CUDA suddenly crashes with check-bounds=no, used to work fine

0samuraiE · May 22, 2025, 12:09pm

Hi all,

I have some code that used to work perfectly fine with check-bounds=no, but recently it started crashing with a bounds error. If I run it with check-bounds=yes, it works without any issues.

I noticed that the stack trace mentions something like link, which makes me think it might be related. I’m posting here to see if anyone has insight into what’s going on.

This isn’t the first time I’ve seen check-bounds=no cause strange behavior — I ran into a different error in another package before. So now I’m wondering: is it just unsafe to use check-bounds=no in general?

I understand check-bounds=no is commonly used for performance in production builds, but has something changed recently in Julia or in some libraries that makes this more fragile?
Has anyone else experienced similar issues or found reliable ways to avoid them?

Any thoughts or suggestions would be greatly appreciated.

julia> versioninfo()
Julia Version 1.11.5
Commit 760b2e5b739 (2025-04-14 06:53 UTC)
Build Info:
  Official https://julialang.org/ release
Platform Info:
  OS: Linux (x86_64-linux-gnu)
  CPU: 384 × AMD EPYC 9654 96-Core Processor
  WORD_SIZE: 64
  LLVM: libLLVM-16.0.6 (ORCJIT, znver4)
Threads: 1 default, 0 interactive, 1 GC (on 384 virtual cores)

julia> CUDA.versioninfo()
CUDA runtime 12.6, local installation
CUDA driver 12.9
NVIDIA driver 570.124.6

CUDA libraries:
- CUBLAS: 12.6.4
- CURAND: 10.3.7
- CUFFT: 11.3.0
- CUSOLVER: 11.7.1
- CUSPARSE: 12.5.4
- CUPTI: 2024.3.2 (API 24.0.0)
- NVML: 12.0.0+570.124.6

Julia packages:
- CUDA: 5.8.1
- CUDA_Driver_jll: 0.13.0+0
- CUDA_Runtime_jll: 0.17.0+0
- CUDA_Runtime_Discovery: 0.3.5

Toolchain:
- Julia: 1.11.5
- LLVM: 16.0.6

Preferences:
- CUDA_Runtime_jll.version: 12.6
- CUDA_Runtime_jll.local: true

1 device:
  0: NVIDIA H100 (sm_90, 92.164 GiB / 93.584 GiB available)

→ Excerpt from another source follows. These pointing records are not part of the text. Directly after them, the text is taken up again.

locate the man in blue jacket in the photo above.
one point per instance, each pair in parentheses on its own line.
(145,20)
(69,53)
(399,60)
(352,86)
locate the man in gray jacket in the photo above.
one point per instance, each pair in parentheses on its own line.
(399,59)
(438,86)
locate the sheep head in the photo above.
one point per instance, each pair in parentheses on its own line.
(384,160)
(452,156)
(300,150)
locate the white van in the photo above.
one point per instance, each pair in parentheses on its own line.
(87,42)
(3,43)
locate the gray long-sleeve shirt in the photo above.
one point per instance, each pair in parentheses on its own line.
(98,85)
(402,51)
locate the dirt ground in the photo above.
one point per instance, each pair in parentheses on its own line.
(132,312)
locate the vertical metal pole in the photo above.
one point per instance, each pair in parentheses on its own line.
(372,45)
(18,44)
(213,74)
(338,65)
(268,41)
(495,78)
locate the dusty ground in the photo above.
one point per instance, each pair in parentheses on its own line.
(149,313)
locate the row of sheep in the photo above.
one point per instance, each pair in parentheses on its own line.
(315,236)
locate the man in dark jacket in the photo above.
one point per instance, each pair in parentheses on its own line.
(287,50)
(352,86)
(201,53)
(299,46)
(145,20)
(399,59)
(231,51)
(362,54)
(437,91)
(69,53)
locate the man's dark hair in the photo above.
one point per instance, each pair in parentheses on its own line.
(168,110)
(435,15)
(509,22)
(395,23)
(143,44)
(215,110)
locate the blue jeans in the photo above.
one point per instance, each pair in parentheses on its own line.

ERROR: CUDA error: an illegal memory access was encountered (code 700, ERROR_ILLEGAL_ADDRESS)
Stacktrace:
  [1] throw_api_error(res::CUDA.cudaError_enum)
    @ CUDA /gs/fs/****/****/.julia/packages/CUDA/LhtzZ/lib/cudadrv/libcuda.jl:30
  [2] nonblocking_synchronize(val::CUDA.CuContext)
    @ CUDA /gs/fs/****/****/.julia/packages/CUDA/LhtzZ/lib/cudadrv/synchronization.jl:172
  [3] device_synchronize(; blocking::Bool, spin::Bool)
    @ CUDA /gs/fs/****/****/.julia/packages/CUDA/LhtzZ/lib/cudadrv/synchronization.jl:184
  [4] device_synchronize
    @ /gs/fs/****/****/.julia/packages/CUDA/LhtzZ/lib/cudadrv/synchronization.jl:178 [inlined]
  [5] checked_cuModuleLoadDataEx(_module::Base.RefValue{Ptr{CUDA.CUmod_st}}, image::Ptr{UInt8}, numOptions::Int64, options::Vector{CUDA.CUjit_option_enum}, optionValues::Vector{Ptr{Nothing}})
    @ CUDA /gs/fs/****/****/.julia/packages/CUDA/LhtzZ/lib/cudadrv/module.jl:18
  [6] CUDA.CuModule(data::Vector{UInt8}, options::Dict{CUDA.CUjit_option_enum, Any})
    @ CUDA /gs/fs/****/****/.julia/packages/CUDA/LhtzZ/lib/cudadrv/module.jl:60
  [7] CuModule
    @ /gs/fs/****/****/.julia/packages/CUDA/LhtzZ/lib/cudadrv/module.jl:49 [inlined]
  [8] link(job::GPUCompiler.CompilerJob, compiled::@NamedTuple{image::Vector{UInt8}, entry::String})
    @ CUDA /gs/fs/****/****/.julia/packages/CUDA/LhtzZ/src/compiler/compilation.jl:409
  [9] actual_compilation(cache::Dict{…}, src::Core.MethodInstance, world::UInt64, cfg::GPUCompiler.CompilerConfig{…}, compiler::typeof(CUDA.compile), linker::typeof(CUDA.link))
    @ GPUCompiler /gs/fs/****/****/.julia/packages/GPUCompiler/fi1Sa/src/execution.jl:270
 [10] cached_compilation(cache::Dict{Any, CUDA.CuFunction}, src::Core.MethodInstance, cfg::GPUCompiler.CompilerConfig{GPUCompiler.PTXCompilerTarget, CUDA.CUDACompilerParams}, compiler::Function, linker::Function)
    @ GPUCompiler /gs/fs/****/****/.julia/packages/GPUCompiler/fi1Sa/src/execution.jl:159
 [11] macro expansion
    @ /gs/fs/****/****/.julia/packages/CUDA/LhtzZ/src/compiler/execution.jl:373 [inlined]
 [12] macro expansion
    @ ./lock.jl:273 [inlined]
 [13] cufunction(f::var"#gpu_kern#20"{CUDA.CuDeviceVector{…}, CUDA.CuDeviceVector{…}, CUDA.CuDeviceVector{…}}, tt::Type{Tuple{…}}; kwargs::@Kwargs{always_inline::Bool, maxthreads::Nothing})
    @ CUDA /gs/fs/****/****/.julia/packages/CUDA/LhtzZ/src/compiler/execution.jl:368
 [14] macro expansion
    @ /gs/fs/****/****/.julia/packages/CUDA/LhtzZ/src/compiler/execution.jl:112 [inlined]
 [15] (::KernelAbstractions.Kernel{…})(args::Val{…}; ndrange::Tuple{…}, workgroupsize::Nothing)
    @ CUDA.CUDAKernels /gs/fs/****/****/.julia/packages/CUDA/LhtzZ/src/CUDAKernels.jl:122

 [21] top-level scope
    @ REPL[29]:1
Some type information was truncated. Use `show(err)` to see complete types.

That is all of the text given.